Bandit looked at Marko and they both stepped back toward their adjacent thick lathe and plaster exterior walls. Every other brother in the joint pulled their weapons. The triggers sounded like a typewriter hammered by an angry editor facing a strident deadline.
“She’s a cop!” Bandit shouted as four pistols were immediately aimed at Detective Slut. One went off. The detective was hit, but she fired, and it punctured the thick padding in the booth less than two inches from Wim’s head. She spun and fired at the first biker she saw. One of the club member’s guardians was hit square in the center of his chest and he went down hard and fast.
Everyone else froze. Bandit and Marko never drew weapons. Frankie made a move to the wounded prospect on the wood deck.
Bandit raced to the officer on the deck at the other end of the dining room and twisted the .38 from her angry grasp. Margaret came running to her aid.
Bandit looked at startled Wim Tat Nam and wondered, “What the fuck?” He snapped. “You’re about a stupid cunt.”
“You don’t know shit,” Wim spat.
“Yeah, yeah,” Bandit said. “We don’t know who we’re messing with, right? Bullshit. You’re in America now. You could have been dead in a hot flash two seconds ago. I don’t care if you’re the queen of a cartel or the empress of whores; it only takes one bullet.”
“Marko,” Bandit said, “you know this drill. Search her and strip her naked.”
Bandit turned toward the brothers who stood dismayed. They didn’t know what the hell to do.
“Listen guys. This isn’t over,” Bandit said. “She’s connected to something and they will arrive shortly and then there’s the cops. They can’t be far away.”
Marko yanked the little Chinese woman from the booth, patted her down and stripped her of her tattered clothes. The outer layer of canvas and burlap looked worn, but it was lined with silk and insulated with small baggies of cocaine. She carried three stiletto knives.
Under the outer garment was a gold thread embroidered traditional cheongsam crimson silk dress. It was also laced with precious gems.

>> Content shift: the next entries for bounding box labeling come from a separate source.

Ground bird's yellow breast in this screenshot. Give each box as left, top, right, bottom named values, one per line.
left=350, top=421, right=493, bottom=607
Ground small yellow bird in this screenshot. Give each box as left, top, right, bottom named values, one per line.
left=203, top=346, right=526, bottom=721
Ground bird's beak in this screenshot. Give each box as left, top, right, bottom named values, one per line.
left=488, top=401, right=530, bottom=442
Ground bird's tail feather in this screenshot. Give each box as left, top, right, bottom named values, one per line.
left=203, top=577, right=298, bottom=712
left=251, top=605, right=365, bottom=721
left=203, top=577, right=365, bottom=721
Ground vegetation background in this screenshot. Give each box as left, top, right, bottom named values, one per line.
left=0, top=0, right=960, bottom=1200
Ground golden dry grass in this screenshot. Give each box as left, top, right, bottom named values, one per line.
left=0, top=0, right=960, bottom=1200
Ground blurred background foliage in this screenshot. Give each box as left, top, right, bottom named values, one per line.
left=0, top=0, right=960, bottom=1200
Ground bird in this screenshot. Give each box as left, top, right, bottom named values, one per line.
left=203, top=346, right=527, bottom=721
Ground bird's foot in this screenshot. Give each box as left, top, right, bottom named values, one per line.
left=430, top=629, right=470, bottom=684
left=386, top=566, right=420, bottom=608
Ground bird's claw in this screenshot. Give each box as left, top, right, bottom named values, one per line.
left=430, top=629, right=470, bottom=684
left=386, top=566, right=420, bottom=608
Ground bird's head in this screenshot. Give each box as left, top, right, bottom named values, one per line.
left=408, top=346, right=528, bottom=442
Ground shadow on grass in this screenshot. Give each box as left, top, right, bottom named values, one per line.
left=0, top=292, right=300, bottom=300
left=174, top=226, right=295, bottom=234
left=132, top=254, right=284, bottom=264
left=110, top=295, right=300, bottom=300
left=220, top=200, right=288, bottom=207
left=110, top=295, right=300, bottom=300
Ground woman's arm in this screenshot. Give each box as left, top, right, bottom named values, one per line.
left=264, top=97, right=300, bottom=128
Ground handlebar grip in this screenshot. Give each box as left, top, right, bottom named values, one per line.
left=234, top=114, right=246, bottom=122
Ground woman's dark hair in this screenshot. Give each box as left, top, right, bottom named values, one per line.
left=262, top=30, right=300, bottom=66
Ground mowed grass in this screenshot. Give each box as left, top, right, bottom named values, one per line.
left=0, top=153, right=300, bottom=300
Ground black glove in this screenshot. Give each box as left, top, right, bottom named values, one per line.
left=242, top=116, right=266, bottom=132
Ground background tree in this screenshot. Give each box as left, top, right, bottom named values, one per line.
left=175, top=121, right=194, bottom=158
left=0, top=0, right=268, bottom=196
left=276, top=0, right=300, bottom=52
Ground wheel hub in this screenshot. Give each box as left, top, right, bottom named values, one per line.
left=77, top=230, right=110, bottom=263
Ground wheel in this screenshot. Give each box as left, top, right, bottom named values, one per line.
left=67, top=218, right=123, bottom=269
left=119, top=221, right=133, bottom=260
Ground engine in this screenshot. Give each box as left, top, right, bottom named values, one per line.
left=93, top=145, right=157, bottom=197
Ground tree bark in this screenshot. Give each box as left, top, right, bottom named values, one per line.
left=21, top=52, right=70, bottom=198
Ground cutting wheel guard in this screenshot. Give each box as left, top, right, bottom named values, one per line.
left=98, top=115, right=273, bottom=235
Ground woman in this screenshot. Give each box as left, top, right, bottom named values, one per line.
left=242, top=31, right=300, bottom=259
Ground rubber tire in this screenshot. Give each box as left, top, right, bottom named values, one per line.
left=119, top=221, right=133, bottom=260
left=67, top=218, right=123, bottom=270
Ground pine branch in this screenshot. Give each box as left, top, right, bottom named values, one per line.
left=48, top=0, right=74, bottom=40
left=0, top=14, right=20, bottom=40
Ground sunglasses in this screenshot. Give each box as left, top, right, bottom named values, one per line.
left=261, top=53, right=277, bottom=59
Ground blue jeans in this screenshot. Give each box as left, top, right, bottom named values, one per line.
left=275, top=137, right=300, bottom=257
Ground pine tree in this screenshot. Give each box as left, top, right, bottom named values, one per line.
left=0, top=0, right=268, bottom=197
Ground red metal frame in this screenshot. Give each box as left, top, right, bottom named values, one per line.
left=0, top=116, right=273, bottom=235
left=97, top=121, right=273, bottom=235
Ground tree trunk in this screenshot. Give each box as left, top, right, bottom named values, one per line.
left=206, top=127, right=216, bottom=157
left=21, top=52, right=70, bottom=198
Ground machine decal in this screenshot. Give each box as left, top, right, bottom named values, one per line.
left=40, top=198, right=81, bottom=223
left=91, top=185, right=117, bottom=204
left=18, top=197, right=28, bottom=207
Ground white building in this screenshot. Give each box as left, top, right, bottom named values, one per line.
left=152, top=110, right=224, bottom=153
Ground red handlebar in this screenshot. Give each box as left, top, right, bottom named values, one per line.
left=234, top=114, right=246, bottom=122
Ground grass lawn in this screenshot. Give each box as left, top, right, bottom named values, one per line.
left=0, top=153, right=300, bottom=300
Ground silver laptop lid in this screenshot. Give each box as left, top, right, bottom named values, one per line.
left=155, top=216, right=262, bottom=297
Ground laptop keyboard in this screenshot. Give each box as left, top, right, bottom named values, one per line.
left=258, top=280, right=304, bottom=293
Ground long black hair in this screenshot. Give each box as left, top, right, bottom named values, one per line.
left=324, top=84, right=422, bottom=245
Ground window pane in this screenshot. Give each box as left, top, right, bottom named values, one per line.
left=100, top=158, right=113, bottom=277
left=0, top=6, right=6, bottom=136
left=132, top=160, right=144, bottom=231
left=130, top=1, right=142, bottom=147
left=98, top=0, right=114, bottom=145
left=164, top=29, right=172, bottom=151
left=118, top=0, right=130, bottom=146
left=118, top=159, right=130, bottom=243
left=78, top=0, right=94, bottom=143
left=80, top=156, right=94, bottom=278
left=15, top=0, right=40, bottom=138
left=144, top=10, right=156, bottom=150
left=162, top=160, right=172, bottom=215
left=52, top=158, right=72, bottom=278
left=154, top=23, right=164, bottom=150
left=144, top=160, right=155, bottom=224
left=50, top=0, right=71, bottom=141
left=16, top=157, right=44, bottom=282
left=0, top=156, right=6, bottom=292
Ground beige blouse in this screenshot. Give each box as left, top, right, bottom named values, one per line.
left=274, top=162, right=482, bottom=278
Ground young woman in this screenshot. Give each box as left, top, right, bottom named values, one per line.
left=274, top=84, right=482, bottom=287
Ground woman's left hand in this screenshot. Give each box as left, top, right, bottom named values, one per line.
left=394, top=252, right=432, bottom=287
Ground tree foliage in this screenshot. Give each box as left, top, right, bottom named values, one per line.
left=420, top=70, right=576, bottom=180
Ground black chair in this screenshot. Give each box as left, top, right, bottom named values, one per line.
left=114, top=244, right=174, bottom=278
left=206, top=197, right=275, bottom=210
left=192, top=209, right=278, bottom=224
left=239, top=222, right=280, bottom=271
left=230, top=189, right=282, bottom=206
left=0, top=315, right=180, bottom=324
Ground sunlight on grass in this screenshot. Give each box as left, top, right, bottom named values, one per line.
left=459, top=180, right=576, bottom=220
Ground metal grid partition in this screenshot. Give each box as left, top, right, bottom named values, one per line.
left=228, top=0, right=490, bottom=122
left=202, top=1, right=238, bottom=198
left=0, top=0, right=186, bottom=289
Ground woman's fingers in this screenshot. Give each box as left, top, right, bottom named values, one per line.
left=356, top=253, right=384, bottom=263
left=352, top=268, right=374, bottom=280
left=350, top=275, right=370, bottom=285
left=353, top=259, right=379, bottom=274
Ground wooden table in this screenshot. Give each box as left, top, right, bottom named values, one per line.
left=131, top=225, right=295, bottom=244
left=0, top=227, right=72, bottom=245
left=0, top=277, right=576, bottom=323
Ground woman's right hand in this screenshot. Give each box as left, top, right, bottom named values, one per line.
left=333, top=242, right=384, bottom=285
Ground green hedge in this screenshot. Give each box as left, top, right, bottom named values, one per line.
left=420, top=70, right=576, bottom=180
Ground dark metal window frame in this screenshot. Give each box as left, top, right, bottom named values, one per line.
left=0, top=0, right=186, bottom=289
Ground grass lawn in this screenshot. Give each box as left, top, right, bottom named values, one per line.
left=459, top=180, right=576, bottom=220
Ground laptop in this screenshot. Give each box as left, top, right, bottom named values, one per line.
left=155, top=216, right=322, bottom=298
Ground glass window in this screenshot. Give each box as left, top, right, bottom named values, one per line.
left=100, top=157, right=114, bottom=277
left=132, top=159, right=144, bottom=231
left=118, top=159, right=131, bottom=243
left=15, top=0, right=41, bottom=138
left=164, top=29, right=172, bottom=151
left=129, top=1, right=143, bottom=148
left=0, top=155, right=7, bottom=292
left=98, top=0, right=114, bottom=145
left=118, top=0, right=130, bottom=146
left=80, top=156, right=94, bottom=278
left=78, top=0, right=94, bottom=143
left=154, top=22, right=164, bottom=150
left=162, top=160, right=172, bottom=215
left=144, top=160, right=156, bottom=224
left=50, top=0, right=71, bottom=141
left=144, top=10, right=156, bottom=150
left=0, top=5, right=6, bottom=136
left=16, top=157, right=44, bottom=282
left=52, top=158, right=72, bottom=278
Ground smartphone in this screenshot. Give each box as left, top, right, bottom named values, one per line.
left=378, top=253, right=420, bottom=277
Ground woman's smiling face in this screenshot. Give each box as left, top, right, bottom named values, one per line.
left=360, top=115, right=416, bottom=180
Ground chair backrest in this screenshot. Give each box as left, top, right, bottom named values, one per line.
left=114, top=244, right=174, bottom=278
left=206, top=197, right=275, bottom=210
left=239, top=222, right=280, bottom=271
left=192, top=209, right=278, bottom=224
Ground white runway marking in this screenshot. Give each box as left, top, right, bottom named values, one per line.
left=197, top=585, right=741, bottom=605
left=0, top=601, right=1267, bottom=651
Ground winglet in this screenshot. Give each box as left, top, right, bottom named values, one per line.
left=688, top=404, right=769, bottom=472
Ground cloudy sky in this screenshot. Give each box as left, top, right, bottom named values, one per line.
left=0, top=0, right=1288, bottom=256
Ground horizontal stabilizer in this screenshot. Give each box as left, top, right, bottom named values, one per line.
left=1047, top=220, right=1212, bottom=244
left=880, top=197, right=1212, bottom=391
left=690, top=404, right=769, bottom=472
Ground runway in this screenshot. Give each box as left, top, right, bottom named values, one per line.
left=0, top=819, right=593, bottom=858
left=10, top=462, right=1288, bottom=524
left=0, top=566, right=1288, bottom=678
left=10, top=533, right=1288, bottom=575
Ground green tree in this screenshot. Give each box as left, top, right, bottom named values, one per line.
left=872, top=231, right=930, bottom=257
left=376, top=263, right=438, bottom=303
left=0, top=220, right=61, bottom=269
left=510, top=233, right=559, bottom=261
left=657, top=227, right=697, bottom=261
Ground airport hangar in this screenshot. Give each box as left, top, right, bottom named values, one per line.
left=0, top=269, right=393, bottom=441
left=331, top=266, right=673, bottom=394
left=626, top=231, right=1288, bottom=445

Finally, she started to react as he removed the dress. She wore silk panties and a tightly wrapped chest cover to conceal substantial tits, to make her look small and boyish.
Marko pushed her into a Cantina wooden chair and tie-wrapped her small wrists behind her, after lacing her thin arms through the chair.
The club prospect lay dead on the deck and Frankie covered him with a white sheet from the Cantina linen cabinet.
“There’s your prize,” Bandit said to the tattooed club member, to the mountain man and to the detective being bandaged on the floor. “She’s a drug smuggler, gem thief, an internet rip-off artist, a cold heart-breaker and who knows what else.”
“Here’s the drill,” Bandit continued from his well-positioned corner of the room. “The cops will GPS her unit soon and come looking for her. She’s probably not popular, so they may take their sweet time. But silky smooth over there has a deadline. Someone is coming for the drugs, the gems or for her. You’ve got a choice. You could venture out those doors and get the hell out of here, or we need to buckle down for the next round.”